Processing of a multimeric tRNA precursor from Bacillus subtilis by the RNA component of RNase P.

Processing of multimeric precursor tRNAs from Bacillus subtilis by the catalytic RNA component of RNase P was studied in vitro. Previous studies on processing by either Escherichia coli or B. subtilis RNase P-RNA utilized monomeric or dimeric substrates. In the experiments described here, a multimeric precursor tRNA containing six complete tRNA sequences and the partial sequence of a seventh were used. One species did not encode the 3'-terminal CCA sequence and the partial tRNA lacked 3' nucleotides and could form only a 3-base pair instead of a 7-base paired aminoacyl stem.
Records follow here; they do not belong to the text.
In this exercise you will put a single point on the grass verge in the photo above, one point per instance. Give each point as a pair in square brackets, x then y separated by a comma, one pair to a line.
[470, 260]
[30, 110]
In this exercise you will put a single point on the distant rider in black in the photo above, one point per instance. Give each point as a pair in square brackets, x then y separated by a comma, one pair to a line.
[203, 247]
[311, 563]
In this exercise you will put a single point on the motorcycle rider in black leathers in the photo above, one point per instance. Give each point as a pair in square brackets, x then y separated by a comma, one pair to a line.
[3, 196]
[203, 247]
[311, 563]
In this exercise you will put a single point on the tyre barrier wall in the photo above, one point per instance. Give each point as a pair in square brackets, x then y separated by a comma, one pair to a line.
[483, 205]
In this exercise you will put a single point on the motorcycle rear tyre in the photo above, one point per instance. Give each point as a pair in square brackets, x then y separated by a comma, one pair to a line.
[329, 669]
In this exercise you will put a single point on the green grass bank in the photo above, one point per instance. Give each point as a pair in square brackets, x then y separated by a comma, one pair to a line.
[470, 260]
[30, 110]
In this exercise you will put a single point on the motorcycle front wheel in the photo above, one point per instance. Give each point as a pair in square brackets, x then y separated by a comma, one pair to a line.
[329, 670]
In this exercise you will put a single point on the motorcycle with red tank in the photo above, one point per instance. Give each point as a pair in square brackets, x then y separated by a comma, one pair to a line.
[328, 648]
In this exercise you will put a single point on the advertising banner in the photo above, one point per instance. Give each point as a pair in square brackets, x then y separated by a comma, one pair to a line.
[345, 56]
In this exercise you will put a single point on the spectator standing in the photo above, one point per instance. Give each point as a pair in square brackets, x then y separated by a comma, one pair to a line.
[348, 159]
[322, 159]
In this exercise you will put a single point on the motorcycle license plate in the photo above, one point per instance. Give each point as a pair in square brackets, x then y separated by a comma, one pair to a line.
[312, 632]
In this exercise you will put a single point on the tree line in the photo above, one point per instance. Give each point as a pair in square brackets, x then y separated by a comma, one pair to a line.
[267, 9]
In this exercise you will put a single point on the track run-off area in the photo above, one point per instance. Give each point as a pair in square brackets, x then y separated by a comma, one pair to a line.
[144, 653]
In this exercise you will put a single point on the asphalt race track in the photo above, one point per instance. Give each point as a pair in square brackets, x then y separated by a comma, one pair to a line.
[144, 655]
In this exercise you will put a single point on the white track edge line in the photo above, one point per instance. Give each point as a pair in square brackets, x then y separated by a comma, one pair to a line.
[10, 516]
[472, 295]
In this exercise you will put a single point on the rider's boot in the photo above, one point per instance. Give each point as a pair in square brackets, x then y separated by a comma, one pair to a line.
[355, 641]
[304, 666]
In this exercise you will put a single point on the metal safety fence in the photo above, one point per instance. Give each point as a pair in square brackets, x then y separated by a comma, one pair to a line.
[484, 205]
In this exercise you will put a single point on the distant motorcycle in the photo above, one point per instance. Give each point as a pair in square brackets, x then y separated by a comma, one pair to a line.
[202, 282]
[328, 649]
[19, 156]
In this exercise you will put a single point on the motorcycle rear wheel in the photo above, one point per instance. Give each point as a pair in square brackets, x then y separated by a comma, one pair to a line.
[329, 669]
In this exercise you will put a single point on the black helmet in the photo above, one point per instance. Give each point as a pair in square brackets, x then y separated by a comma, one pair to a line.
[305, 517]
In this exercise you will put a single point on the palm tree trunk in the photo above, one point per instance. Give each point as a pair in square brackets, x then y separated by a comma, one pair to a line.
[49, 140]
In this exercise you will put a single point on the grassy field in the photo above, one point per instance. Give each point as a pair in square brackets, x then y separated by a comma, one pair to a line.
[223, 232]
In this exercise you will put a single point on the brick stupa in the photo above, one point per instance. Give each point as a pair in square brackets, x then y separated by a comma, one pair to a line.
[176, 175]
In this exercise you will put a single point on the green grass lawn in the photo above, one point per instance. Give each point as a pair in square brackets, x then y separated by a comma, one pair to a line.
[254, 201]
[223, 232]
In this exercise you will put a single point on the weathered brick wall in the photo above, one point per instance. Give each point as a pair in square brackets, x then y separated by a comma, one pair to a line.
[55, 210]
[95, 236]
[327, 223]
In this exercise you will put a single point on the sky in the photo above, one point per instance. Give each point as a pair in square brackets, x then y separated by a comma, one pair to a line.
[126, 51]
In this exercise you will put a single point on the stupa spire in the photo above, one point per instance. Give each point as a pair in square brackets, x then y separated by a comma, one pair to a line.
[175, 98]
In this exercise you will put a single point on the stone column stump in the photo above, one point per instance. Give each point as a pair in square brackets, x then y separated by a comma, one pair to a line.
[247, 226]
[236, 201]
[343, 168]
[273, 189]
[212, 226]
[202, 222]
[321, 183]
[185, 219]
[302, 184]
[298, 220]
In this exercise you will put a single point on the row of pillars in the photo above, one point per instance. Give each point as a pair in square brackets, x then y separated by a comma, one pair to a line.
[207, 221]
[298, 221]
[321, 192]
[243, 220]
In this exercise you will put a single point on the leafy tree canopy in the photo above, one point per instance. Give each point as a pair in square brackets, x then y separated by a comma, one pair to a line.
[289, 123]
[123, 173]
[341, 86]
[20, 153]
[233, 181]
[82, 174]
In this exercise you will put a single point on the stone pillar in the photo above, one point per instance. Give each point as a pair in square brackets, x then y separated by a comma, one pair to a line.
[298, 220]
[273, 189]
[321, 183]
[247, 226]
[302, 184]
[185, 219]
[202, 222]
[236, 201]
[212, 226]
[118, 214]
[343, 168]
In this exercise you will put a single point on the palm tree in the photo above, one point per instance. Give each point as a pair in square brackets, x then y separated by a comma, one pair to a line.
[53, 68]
Two species had the potential for forming extended base-paired aminoacyl stems. Processing was studied under varied ionic conditions. Chemical sequencing of the products showed that the RNase P-RNA cleavage produced the proper mature 5' termini for all of the six complete tRNA species, but no 5'-cleavage of the partial species was observed. At suboptimal ionic concentrations, the two species capable of forming extended base-paired aminoacyl stems were not observed. Thus, encoding of the 3'-CCA in a tRNA species is not critical for processing, but the formation of an aminoacyl stem with more than 3 base pairs is necessary. Particularly noteworthy was the observation that all species of the multimeric precursor could be processed at significantly lower ionic conditions than monomeric precursors used previously by ourselves and others. However, a single precursor species produced from the multimeric precursor could also be processed at the same lower ionic conditions as the multimeric precursor. This demonstrates that precursor tRNA species can differ widely in their ionic requirements for processing and that, to a large extent, the optimal conditions of MgCl2 or NH4Cl are a function of the substrate which is used.